Nobody goes into a horror movie called Clowntown expecting substance, but a little respect for the form would be nice. This awkward, silly regurgitation of tropes barely functions as a hate watch, finding a way to be so unimaginative as to be borderline offensive.
The film’s opening feels like a Sweded version of Halloween from Be Kind Rewind and the closing act calls to mind a torturous misreading of The Texas Chainsaw Massacre, leaving everything in between to pick clean the bones of horror cinema for lifeless facsimiles of other better scenes you’ve seen countless times. The first image on screen is a mailbox with the name “Strode” emblazoned on the side, so from jump street, originality is a breakfast menu item and it’s already half past noon.
The plot is beyond simple. Familiar to the point of absurdity, like the fake rap songs they use in commercials that imply an understanding of hip hop without actually possessing one. The filmmakers seem to grasp cinematic theory the way an alien might pantomime the English language after watching an hour or two of an Aaron Sorkin show. A small pairing of friends, couples whose names just aren’t worth remembering, are on their way to a faraway concert where one of them plans to propose. Along the way, returning to a diner in search of a missing cell phone traps them in a town called Clinton, where murderous clowns pick them off one by one. Clinton. Clowntown. Gah!
It wouldn’t be too hard to overlook the novice filmcraft on display if Clowntown at least accomplished the seemingly simple task of making killer clowns actually menacing. Clowns are scary as hell. This isn’t rocket science. Making people fear a clown shouldn’t be any more difficult than getting them to enjoy pizza. Bread, sauce, cheese, toppings. It ain’t fucking brain surgery. Somehow, the assemblage of face painted marauders come off as uninspired nuisances rather than symbols of fear. Remember every meme about Jared Leto getting into character as The Joker? That’s the brand of clown here. The first transgressive act the viewer sees is a vaguely droog-like jester setting an ancillary character on fire. For a fleeting moment, it feels like the flames might engulf the film itself, saving the audience the abject punishment of the remaining hour of screen time.

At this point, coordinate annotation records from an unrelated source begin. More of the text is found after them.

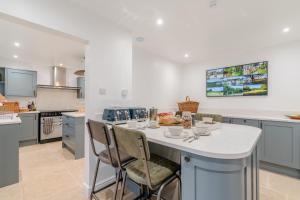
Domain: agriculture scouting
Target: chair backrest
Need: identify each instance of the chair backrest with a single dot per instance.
(217, 118)
(98, 131)
(132, 142)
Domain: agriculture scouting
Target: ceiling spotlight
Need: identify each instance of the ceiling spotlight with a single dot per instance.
(286, 30)
(159, 22)
(140, 39)
(17, 44)
(186, 55)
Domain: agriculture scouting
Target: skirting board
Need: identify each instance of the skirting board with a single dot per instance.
(280, 169)
(99, 185)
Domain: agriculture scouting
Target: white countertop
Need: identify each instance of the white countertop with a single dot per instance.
(74, 114)
(229, 142)
(259, 115)
(7, 120)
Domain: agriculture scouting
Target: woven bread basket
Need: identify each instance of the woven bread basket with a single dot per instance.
(188, 105)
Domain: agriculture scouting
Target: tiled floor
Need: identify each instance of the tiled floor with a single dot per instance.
(49, 172)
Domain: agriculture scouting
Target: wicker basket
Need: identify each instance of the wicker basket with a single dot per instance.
(12, 106)
(188, 105)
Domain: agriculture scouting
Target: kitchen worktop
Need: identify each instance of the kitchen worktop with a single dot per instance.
(230, 141)
(74, 114)
(7, 120)
(259, 115)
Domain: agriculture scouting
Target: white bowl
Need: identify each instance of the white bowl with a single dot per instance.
(132, 124)
(175, 130)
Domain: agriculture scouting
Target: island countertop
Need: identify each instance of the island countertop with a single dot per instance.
(230, 141)
(5, 120)
(74, 114)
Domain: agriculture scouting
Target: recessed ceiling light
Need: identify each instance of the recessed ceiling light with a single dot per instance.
(140, 39)
(159, 22)
(17, 44)
(286, 30)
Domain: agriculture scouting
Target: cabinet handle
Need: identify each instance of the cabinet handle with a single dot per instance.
(187, 159)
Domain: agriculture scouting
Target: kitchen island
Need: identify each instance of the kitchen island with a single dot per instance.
(9, 150)
(222, 166)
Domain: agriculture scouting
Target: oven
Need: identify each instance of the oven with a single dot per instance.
(50, 126)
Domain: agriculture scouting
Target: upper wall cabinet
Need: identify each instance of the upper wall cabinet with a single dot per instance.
(20, 83)
(81, 85)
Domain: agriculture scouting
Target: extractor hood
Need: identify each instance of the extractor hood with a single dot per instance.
(58, 77)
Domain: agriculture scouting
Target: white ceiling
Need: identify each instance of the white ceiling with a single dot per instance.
(191, 26)
(38, 46)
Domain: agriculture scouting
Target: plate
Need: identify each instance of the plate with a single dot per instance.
(181, 136)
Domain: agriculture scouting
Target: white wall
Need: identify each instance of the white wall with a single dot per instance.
(156, 81)
(108, 57)
(284, 81)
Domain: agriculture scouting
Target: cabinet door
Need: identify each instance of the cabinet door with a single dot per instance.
(81, 85)
(281, 143)
(20, 83)
(29, 126)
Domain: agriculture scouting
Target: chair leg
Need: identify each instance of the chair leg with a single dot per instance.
(179, 187)
(123, 185)
(117, 183)
(162, 187)
(94, 181)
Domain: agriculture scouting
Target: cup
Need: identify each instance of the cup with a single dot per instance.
(207, 120)
(153, 124)
(176, 130)
(132, 124)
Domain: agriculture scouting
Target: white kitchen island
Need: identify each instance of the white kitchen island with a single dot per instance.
(222, 166)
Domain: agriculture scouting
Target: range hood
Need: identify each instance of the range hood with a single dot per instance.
(58, 76)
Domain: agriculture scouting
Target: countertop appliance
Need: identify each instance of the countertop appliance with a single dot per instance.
(119, 115)
(50, 125)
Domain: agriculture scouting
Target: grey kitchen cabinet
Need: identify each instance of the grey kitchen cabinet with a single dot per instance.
(73, 135)
(281, 143)
(2, 80)
(29, 127)
(206, 178)
(81, 86)
(20, 83)
(9, 154)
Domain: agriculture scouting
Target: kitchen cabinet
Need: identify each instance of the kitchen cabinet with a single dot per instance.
(29, 127)
(9, 154)
(81, 86)
(281, 143)
(2, 80)
(73, 135)
(20, 83)
(205, 178)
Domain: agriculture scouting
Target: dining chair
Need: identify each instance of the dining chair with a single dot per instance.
(99, 132)
(150, 170)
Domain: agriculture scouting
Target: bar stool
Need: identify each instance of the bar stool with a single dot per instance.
(99, 132)
(152, 171)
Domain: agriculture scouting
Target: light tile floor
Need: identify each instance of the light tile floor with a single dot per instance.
(48, 172)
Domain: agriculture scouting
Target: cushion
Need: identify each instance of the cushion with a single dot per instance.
(159, 168)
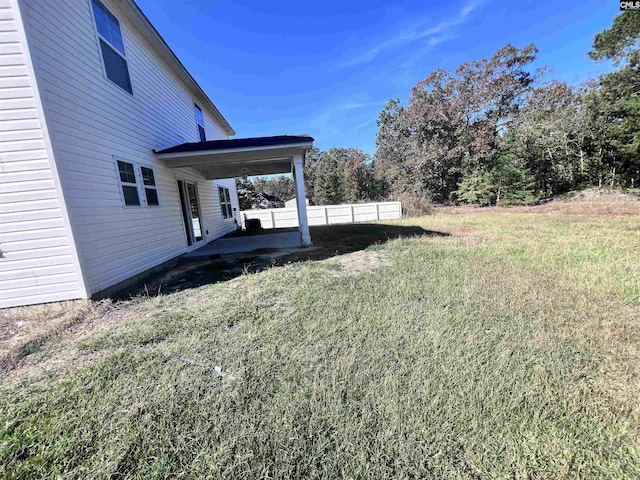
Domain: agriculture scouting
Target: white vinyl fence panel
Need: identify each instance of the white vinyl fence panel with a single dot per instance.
(326, 214)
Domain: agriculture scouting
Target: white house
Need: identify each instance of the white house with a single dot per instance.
(113, 161)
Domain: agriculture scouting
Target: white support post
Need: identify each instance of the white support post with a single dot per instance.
(303, 220)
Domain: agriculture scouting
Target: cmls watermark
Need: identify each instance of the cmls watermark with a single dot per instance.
(627, 6)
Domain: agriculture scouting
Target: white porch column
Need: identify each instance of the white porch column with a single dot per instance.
(303, 221)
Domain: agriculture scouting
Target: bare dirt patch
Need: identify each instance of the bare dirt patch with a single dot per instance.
(42, 338)
(365, 261)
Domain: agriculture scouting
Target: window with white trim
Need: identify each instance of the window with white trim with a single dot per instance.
(128, 184)
(111, 46)
(225, 202)
(200, 122)
(150, 188)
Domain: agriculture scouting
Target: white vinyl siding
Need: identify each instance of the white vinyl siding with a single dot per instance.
(36, 250)
(91, 121)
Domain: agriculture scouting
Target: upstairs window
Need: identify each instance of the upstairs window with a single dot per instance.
(225, 202)
(128, 184)
(111, 46)
(200, 122)
(150, 189)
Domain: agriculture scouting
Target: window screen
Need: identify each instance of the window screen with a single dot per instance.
(150, 191)
(128, 183)
(112, 46)
(200, 122)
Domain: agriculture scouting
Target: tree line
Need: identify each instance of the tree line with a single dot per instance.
(496, 132)
(493, 132)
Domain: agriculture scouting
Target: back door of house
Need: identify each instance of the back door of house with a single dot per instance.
(191, 212)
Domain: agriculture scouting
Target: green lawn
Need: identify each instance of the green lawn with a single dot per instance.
(507, 348)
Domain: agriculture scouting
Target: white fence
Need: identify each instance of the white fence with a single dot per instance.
(326, 214)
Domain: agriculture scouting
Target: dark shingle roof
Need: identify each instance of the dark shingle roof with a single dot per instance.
(238, 143)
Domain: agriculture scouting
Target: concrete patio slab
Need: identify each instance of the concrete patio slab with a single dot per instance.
(223, 246)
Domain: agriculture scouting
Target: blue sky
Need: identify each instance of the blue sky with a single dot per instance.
(327, 68)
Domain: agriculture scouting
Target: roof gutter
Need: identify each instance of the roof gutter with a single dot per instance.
(149, 32)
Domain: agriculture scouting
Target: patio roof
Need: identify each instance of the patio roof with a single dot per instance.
(238, 157)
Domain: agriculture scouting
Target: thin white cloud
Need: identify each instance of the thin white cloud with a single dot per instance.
(438, 33)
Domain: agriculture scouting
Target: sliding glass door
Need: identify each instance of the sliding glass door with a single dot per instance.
(190, 211)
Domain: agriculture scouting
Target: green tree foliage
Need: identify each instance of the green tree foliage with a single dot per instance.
(279, 186)
(613, 107)
(246, 193)
(492, 133)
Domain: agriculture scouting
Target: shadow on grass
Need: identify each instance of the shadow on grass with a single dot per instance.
(328, 241)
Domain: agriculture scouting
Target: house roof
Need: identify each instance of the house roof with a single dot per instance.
(239, 157)
(149, 32)
(255, 142)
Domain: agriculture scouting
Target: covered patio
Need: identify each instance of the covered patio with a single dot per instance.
(244, 157)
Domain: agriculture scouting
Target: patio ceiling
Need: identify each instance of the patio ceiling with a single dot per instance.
(238, 157)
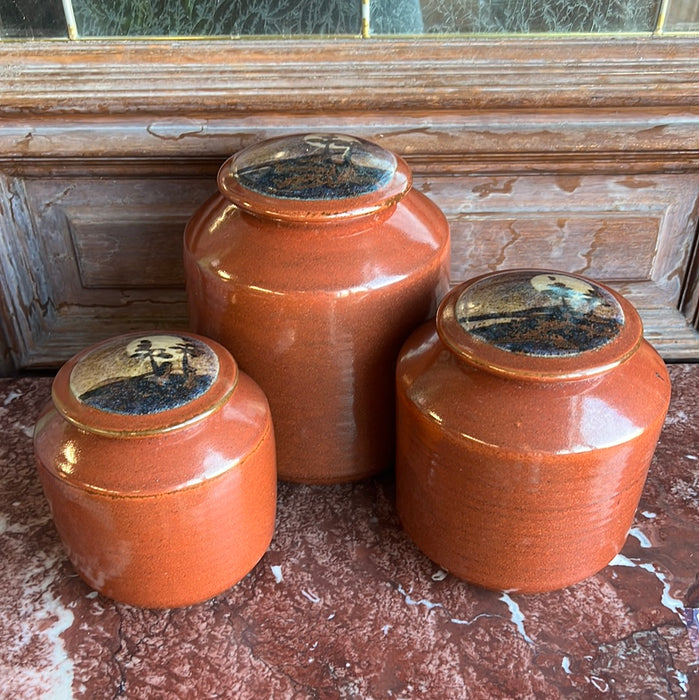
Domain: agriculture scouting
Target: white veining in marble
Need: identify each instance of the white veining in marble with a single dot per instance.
(516, 617)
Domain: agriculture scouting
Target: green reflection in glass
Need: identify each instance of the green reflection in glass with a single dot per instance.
(31, 19)
(538, 16)
(215, 17)
(682, 16)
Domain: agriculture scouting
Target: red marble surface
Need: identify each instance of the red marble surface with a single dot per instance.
(344, 606)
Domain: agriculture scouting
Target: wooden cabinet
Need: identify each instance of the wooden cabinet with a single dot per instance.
(107, 149)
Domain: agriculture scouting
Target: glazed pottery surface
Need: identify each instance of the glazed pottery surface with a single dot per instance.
(157, 458)
(527, 418)
(312, 265)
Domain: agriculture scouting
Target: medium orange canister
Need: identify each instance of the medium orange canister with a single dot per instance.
(157, 459)
(527, 419)
(312, 265)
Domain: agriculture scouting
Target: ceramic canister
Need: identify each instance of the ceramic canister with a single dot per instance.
(312, 265)
(527, 418)
(157, 458)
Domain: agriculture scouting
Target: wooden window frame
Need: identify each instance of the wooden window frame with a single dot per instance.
(453, 106)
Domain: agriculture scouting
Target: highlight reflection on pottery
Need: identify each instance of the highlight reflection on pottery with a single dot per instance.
(312, 265)
(157, 458)
(527, 418)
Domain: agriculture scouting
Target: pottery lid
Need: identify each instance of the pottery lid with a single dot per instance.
(539, 324)
(144, 383)
(311, 177)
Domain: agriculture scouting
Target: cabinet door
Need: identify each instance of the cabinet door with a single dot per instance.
(87, 258)
(634, 232)
(84, 258)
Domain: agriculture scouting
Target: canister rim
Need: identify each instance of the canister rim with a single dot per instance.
(314, 177)
(539, 324)
(144, 383)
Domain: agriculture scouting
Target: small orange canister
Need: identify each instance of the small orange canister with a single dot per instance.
(157, 458)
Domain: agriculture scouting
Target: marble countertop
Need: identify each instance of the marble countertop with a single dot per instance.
(344, 606)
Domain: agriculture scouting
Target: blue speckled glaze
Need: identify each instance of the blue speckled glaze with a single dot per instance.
(147, 375)
(542, 315)
(315, 167)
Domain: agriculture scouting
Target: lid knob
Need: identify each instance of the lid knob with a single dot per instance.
(314, 176)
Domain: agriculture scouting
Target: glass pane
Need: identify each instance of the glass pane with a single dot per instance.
(682, 16)
(216, 17)
(32, 18)
(535, 16)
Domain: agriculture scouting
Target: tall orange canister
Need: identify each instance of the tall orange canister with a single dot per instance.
(312, 265)
(527, 419)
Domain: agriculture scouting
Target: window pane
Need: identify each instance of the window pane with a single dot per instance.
(32, 18)
(216, 17)
(534, 16)
(682, 16)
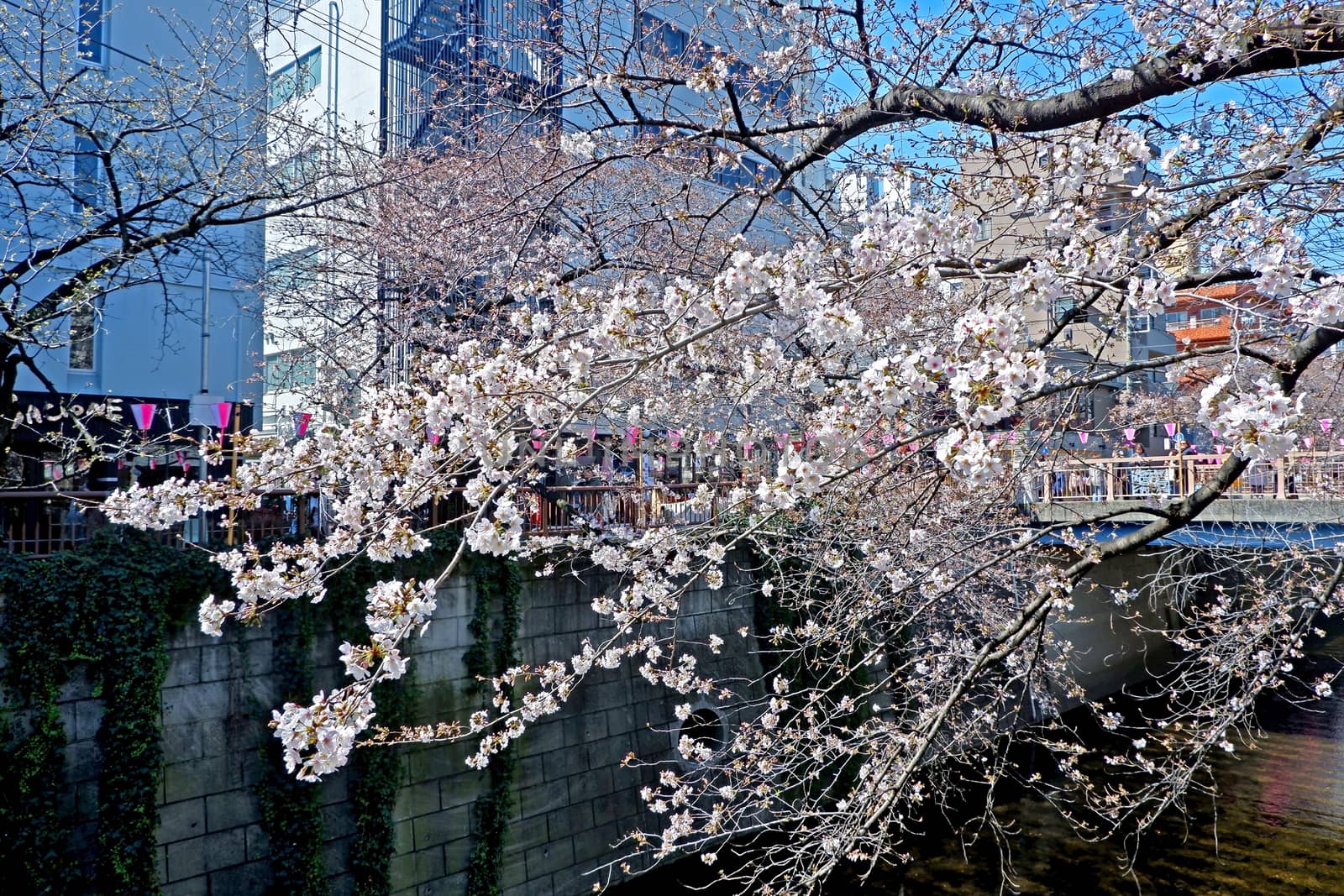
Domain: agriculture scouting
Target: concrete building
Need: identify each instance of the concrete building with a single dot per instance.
(385, 78)
(168, 325)
(1104, 338)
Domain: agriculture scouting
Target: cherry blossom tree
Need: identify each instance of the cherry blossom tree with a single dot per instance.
(124, 168)
(1055, 168)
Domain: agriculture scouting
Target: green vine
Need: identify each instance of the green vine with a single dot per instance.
(291, 809)
(496, 582)
(89, 606)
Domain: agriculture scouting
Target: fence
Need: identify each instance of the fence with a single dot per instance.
(1301, 474)
(42, 521)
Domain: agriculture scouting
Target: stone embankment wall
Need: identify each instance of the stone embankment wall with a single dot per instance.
(573, 799)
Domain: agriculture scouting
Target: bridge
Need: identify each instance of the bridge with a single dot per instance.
(1292, 501)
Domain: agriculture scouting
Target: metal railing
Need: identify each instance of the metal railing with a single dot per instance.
(1301, 474)
(42, 521)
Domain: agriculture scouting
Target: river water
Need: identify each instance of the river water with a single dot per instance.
(1277, 829)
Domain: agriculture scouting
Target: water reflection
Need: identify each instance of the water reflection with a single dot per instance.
(1277, 829)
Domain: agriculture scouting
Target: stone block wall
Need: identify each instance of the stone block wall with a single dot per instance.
(573, 799)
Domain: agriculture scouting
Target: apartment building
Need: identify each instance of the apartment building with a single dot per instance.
(175, 322)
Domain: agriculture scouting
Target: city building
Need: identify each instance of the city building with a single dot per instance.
(413, 76)
(1016, 222)
(172, 327)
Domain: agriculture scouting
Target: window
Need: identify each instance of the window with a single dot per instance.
(297, 80)
(292, 271)
(87, 183)
(289, 369)
(300, 168)
(84, 324)
(660, 39)
(92, 42)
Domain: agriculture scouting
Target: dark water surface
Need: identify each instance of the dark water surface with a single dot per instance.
(1277, 829)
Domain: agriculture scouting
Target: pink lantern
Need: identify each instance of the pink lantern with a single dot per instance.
(144, 416)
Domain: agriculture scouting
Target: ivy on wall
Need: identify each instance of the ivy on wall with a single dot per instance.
(291, 809)
(93, 609)
(497, 584)
(89, 607)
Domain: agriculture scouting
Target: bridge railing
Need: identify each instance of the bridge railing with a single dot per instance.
(42, 521)
(1301, 474)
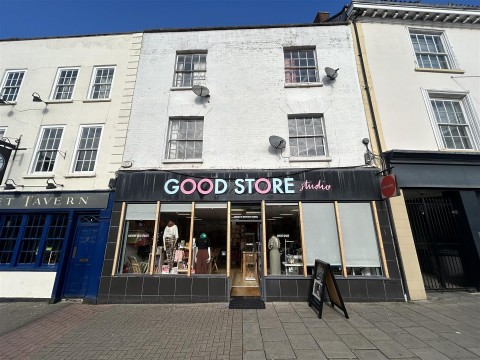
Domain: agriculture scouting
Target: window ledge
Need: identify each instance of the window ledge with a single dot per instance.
(39, 176)
(80, 175)
(176, 161)
(96, 100)
(69, 101)
(310, 158)
(290, 85)
(448, 71)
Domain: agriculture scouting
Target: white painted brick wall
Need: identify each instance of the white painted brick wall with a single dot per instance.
(249, 101)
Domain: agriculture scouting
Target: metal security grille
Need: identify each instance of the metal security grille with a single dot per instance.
(438, 243)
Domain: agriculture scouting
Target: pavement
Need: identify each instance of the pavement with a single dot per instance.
(446, 326)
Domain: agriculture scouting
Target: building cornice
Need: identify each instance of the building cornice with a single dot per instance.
(454, 14)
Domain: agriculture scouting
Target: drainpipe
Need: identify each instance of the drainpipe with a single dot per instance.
(379, 145)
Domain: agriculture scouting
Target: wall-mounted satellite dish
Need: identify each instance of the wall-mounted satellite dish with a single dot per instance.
(277, 142)
(331, 73)
(200, 90)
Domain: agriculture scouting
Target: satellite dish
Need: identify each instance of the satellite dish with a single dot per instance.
(277, 142)
(331, 73)
(200, 90)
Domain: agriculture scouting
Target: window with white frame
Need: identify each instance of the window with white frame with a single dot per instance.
(300, 66)
(185, 139)
(101, 82)
(87, 148)
(455, 121)
(47, 149)
(190, 69)
(307, 135)
(11, 85)
(65, 84)
(431, 50)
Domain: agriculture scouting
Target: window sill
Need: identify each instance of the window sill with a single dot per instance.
(180, 88)
(39, 176)
(296, 85)
(186, 161)
(69, 101)
(310, 159)
(96, 100)
(80, 175)
(448, 71)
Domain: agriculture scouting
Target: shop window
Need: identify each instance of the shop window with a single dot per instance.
(321, 235)
(40, 238)
(138, 238)
(211, 220)
(284, 242)
(174, 239)
(359, 239)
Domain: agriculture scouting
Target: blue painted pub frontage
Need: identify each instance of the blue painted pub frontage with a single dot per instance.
(52, 244)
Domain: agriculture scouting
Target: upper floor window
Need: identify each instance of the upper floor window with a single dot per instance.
(87, 148)
(300, 66)
(185, 139)
(64, 84)
(455, 122)
(11, 85)
(190, 69)
(431, 50)
(307, 135)
(101, 82)
(47, 148)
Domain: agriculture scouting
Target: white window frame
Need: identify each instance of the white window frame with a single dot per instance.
(169, 139)
(37, 149)
(193, 71)
(77, 150)
(92, 82)
(469, 112)
(56, 85)
(323, 136)
(451, 60)
(307, 67)
(4, 82)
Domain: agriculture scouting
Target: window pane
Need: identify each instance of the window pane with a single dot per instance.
(358, 233)
(320, 233)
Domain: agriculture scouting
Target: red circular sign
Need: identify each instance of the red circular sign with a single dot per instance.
(388, 186)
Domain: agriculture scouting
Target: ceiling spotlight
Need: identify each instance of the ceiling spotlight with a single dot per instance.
(51, 184)
(331, 73)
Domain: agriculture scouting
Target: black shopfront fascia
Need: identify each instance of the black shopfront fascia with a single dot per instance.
(346, 184)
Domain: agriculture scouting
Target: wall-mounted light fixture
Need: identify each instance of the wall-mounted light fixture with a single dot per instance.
(11, 185)
(51, 184)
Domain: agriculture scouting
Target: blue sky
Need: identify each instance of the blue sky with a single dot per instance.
(40, 18)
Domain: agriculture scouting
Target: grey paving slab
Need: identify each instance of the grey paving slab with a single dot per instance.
(357, 342)
(336, 350)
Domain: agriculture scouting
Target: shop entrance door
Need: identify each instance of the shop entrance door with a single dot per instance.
(246, 254)
(82, 257)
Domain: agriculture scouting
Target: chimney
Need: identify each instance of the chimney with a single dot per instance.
(321, 17)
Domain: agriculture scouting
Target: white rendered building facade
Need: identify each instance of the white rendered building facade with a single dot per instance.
(206, 103)
(421, 65)
(65, 104)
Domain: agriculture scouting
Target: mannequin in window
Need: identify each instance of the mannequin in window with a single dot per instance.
(274, 247)
(170, 236)
(203, 253)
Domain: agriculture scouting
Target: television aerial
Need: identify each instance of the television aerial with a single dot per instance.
(201, 91)
(331, 73)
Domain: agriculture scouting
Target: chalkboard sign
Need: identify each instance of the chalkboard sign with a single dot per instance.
(322, 279)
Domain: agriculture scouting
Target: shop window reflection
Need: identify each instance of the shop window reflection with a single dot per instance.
(284, 244)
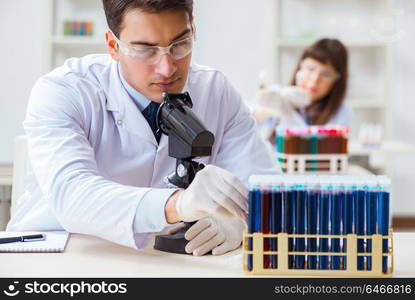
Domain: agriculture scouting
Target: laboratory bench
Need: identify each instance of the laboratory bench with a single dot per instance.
(89, 256)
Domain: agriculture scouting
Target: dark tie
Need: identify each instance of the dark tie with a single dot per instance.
(150, 113)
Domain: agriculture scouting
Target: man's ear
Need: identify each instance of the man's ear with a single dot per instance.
(112, 46)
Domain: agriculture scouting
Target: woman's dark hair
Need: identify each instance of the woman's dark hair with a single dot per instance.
(116, 9)
(334, 53)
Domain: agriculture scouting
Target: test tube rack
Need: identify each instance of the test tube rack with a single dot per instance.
(351, 255)
(313, 163)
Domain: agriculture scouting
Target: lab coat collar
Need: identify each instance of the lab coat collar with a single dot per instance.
(125, 111)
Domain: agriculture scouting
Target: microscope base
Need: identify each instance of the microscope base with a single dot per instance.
(174, 243)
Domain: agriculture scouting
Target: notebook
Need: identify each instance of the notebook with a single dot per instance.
(55, 242)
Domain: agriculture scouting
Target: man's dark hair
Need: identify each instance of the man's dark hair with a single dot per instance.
(115, 10)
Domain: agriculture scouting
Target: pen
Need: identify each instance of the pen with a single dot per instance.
(24, 238)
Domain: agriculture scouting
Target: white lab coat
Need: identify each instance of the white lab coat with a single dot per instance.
(95, 166)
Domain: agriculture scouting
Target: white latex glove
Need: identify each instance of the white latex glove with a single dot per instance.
(213, 191)
(275, 101)
(217, 233)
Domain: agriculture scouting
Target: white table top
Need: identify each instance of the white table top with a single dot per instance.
(88, 256)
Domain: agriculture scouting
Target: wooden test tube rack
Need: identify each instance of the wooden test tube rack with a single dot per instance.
(351, 254)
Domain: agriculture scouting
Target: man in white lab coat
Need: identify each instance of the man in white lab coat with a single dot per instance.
(97, 166)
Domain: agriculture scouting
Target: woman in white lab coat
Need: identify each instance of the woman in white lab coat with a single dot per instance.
(315, 95)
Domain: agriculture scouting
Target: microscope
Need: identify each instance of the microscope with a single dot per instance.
(188, 138)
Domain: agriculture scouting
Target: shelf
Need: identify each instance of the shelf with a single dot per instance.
(302, 43)
(387, 146)
(77, 41)
(359, 103)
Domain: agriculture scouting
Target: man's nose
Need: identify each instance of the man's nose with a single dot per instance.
(166, 66)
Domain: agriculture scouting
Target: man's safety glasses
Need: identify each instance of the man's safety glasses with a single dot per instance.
(152, 54)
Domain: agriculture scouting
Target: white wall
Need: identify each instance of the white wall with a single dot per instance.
(235, 37)
(20, 53)
(404, 107)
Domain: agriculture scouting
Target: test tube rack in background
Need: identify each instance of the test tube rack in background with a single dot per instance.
(313, 149)
(78, 28)
(319, 226)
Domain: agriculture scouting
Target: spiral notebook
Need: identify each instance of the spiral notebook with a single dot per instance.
(55, 242)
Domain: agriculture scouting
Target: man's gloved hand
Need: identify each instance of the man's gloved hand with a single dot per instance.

No such luck. These poor boring bastards continue trying not to get merked by clowns, but the viewer is left at an impasse. The victims aren’t unlikeable enough for their deaths to be cathartic and the clowns aren’t thrilling enough for their carnage to be exciting. Neither side of the ongoing conflict engenders much more than intense longing for some salvation from the mediocre filmmaking on display.
There’s almost certainly a short form Vice documentary about America’s recent memetic clown outbreak that’s more unintentionally terrifying than anything in Clowntown. If the film has any merit, it’s as a cautionary tale, a before picture in a weight loss ad, the incompetent housewife suffering through the act of cutting vegetables before someone hands her a slap chop. Maybe they can start screening it on the first day of film school, repeatedly stopping the projector to give the professor room to stoically remind his students what not to do behind the camera.
Better yet, maybe some years hence, Clowntown could be a therapeutic instrument designed to help poor coulrophobics overcome their deepest fear, once again allowing them the childlike joy that’s eluded them at birthday parties and circuses. That would be nice.